Palanque do PSB é menos ruim que o do PTB, diz HC

Humberto Costa continua apostando numa aliança do seu partido com o PSB

Senador Humberto Costa ( PT )Senador Humberto Costa ( PT ) - Foto: Divulgação

O senador Humberto Costa não participou sábado, em Serra Talhada, do pré-lançamento da candidatura da vereadora Marília Arraes ao Governo do Estado. Continua apostando numa aliança entre o PT e o Partido Socialista Brasileiro, apesar de os principais líderes deste último não terem dado nenhuma sinalização até agora de que têm interesse nesse casamento. Houve sinalizações neste sentido antes da condenação do ex-presidente Lula pelo TRF da 4ª Região. Mas de lá para cá os socialistas se desinteressaram. O senador não descarta por completo a tese da candidatura própria, que está se tornando quase inevitável depois do grande ato de Serra Talhada com participação do ex-deputado Fernando Ferro, da deputada Teresa Leitão, do presidente da CUT-PE Carlos Veras e do prefeito Luciano Duque.
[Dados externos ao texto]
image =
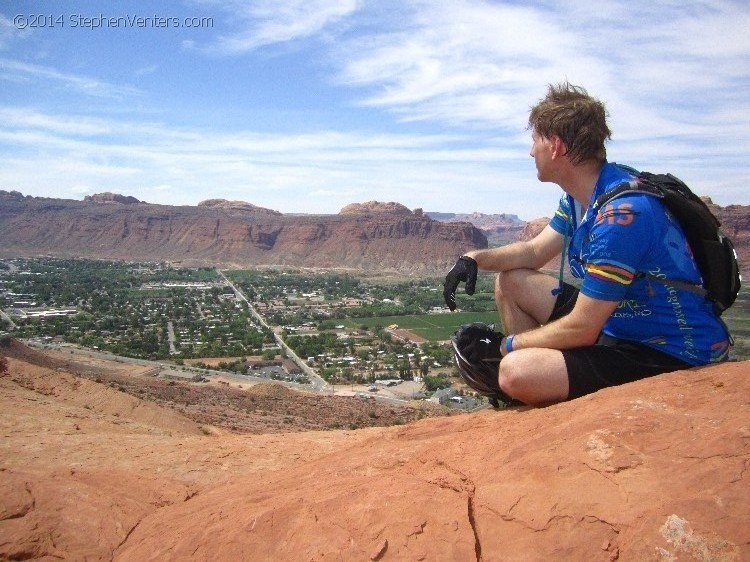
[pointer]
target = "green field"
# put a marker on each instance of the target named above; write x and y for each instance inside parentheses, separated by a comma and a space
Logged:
(432, 327)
Só descarta mesmo uma aliança com os partidos que promoveram em Petrolina, também no último sábado, a segunda edição do movimento “Pernambuco quer mudar”. Ele define este palanque como “de direita” e representante em Pernambuco do governo Michel Temer. E lamenta que o senador Armando Monteiro tenha decidido se aliar a políticos como Mendonça Filho (DEM), Bruno Araújo (PSDB) e Fernando Bezerra Coelho (MDB), que em sua opinião são representantes da “direita mais retrógada” do Estado. Se o PSB apoiou o impeachment de Dilma, diz o líder petista, pelo menos faz oposição a Temer e opõe-se às reformas que o governo dele pretende fazer via o Congresso Nacional.

Quem quebrou o Brasil?

Humberto Costa (PT) ficou surpreso com o discurso feito em Petrolina pelo senador Fernando Bezerra Coelho (MDB) dizendo que o PT “quebrou” o Brasil. Tivesse sido feito por um membro do PSDB, diz ele, até compreenderia, no contexto da luta que os dois partidos travam pela Presidência da República desde 1989. Mas por um ex-ministro de Dilma acha inaceitável.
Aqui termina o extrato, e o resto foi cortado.